The U.S. Navy and Lockheed Martin conducted the first free flight launch of the Long Range Anti-Ship Missile (LRASM) from a B-1B Lancer Aug.16 over Point Mugu Sea Range in California.

This event marked the first end-to-end functionality test of LRASM, and proved the weapon’s ability to identify and prosecute a moving target at sea.

During the test, aircrew aboard the B-1B from Edwards Air Force Base launched the missile over Point Mugu Sea Range. The missile navigated through all planned waypoints, transitioned to mid-course guidance and flew toward the moving maritime target using inputs from the onboard multimodal sensor. It then descended to low altitude for final approach to target area, positively identified and impacted the target from among a group of ships.
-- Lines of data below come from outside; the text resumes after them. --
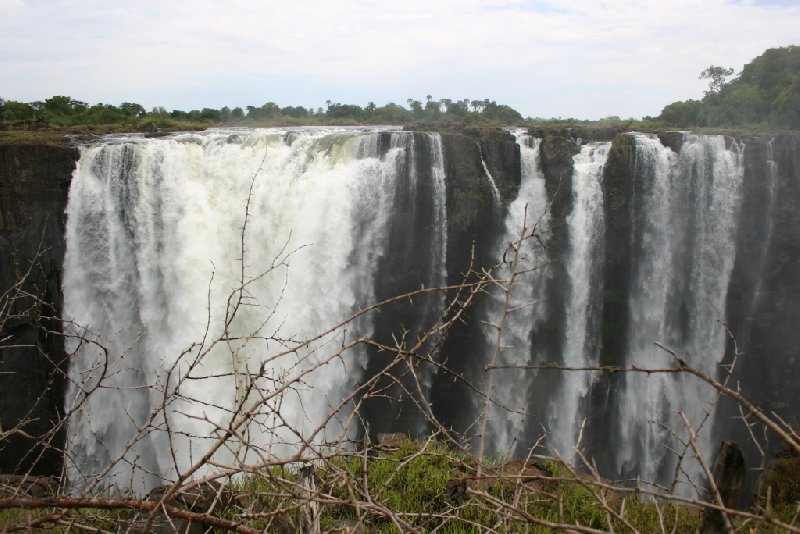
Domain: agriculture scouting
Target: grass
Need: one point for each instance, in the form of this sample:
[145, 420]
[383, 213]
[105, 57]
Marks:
[412, 482]
[384, 490]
“This test represents a major accomplishment for the LRASM program and the dedicated team of government and industry professionals committed to accelerated acquisition,” said Capt. Todd Huber, LRASM director. “Today marks a significant step towards providing the operational community with a leap in critical surface warfare capability by next year.”

When operational, LRASM will play a significant role in ensuring military access to operate in open ocean and the littorals due to its enhanced ability to discriminate and conduct tactical engagements from extended ranges.

Early operational capability for the LRASM is slated for 2018 on the U.S. Air Force B-1 Lancer and 2019 on the U.S. Navy F/A-18E/F Super Hornet.